Consider first, how precious a thing time is which we are so apt to squander away, as if it were of no value. Time is the measure of our lives; therefore as much as we lose of our time, so much of our lives is absolutely lost. All our time is given us, in order to our employing it in the service of our Maker, and by that means securing to our souls a happy eternity; and there is not one moment of it in which we may not store up for ourselves a treasure for eternity; so that, as many as we lose of these precious moments, they are so many lost eternities. Our time is a talent with which God has entrusted us, and of which he will one day demand of us a strict account how we have spent every hour of it. Our salvation or damnation for eternity will depend upon the good or bad use of our time. Ah! how little do we think of this? How little do we think of the sins we are daily guilty of, in squandering away so much of this precious time? 

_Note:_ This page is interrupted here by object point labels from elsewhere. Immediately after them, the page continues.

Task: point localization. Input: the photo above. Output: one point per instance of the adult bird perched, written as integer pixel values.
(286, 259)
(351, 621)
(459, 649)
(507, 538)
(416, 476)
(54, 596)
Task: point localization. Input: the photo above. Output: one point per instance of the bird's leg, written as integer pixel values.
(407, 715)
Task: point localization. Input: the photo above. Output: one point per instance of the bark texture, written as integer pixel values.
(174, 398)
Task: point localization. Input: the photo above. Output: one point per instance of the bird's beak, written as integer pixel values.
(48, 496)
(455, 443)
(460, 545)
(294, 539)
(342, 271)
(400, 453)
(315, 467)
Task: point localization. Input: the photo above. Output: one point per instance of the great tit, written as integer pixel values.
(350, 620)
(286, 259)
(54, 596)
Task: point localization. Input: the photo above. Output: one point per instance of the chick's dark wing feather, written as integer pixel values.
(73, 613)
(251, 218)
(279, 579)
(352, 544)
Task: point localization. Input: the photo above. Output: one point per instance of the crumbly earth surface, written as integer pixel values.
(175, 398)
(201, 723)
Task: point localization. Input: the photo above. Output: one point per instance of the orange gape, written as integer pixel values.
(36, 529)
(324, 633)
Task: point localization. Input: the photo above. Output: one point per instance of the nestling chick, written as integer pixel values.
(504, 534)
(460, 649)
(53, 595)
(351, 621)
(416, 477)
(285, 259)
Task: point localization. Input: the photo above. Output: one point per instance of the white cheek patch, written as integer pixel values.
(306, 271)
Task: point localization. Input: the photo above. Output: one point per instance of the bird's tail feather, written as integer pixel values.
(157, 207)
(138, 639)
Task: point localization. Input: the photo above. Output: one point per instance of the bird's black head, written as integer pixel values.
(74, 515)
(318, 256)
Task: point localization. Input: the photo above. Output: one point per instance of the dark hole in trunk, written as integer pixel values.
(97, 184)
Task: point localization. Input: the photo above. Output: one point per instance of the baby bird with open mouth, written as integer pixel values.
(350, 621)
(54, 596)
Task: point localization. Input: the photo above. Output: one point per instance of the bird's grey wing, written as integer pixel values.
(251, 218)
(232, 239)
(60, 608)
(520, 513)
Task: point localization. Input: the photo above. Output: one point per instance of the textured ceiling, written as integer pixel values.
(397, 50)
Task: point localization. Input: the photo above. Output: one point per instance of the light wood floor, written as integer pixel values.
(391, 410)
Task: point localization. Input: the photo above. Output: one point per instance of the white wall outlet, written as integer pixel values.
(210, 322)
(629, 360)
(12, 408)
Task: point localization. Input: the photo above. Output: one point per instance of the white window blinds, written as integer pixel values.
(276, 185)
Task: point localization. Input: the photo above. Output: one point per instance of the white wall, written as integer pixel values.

Consider 2ndly, how short is the whole time of this mortal life; a mere nothing compared with eternity, and how very quickly it passes away. When past 'tis gone - it is no more; it leaves no footsteps behind it. The time to come is not ours: we cannot promise ourselves one moment of it. The present time is all we can call our own, and God only knows how long it will be so. It fies away in an instant, and when once it is gone it cannot be called back. Our hours, one after another, all post away with precipitate haste into the vast gulf of eternity, and are swallowed up there, and then appear no more. The very moment in which we are reading this line is just passing, never, never more to return. And as many of these hours, as many of these moments as are once lost are lost for ever: the loss is irreparable. Learn hence, O my soul, to set a just value upon thy present time - learn to husband it well, and employ it all to the best advantage.

Consider 3rdly, that as all time is short and passes quickly away, so all the temporal enjoyments of the honours, riches, and pleasures of this world are of the like condition: they all pass away with time - they are all transitory, uncertain, and inconstant. Only eternity and the goods or evils which it comprises, are truly great, as being without end, without change, without comparison; admitting of no mixture of evil in its goods, nor any alloy of comfort in its evils. O how quickly does the glory of this world pass away! How very soon will all temporal grandeur, all worldly pride and state, all the riches and pleasures of worldlings, be buried in the coffin! A few short years are more than any one can promise himself. and after that, poor sinner, what will become of thee? Alas! the worms will prey upon thy body, and merciless devils on thy unrepenting soul! Thy worldly friends will all forget thee. The very stone on which thou hast got thy name engraved will not long outlive thee. O how true is that sentence: 'vanity of vanities, and all is vanity but to love God, and to serve him alone!' - Kempis.

Conclude to make such use of this present time and of all temporary things as to make them serviceable to thy soul in her journey towards eternity. But take care not to let thy heart cleave to them by any disorderly affection, lest thou be entangled in them and perish with them.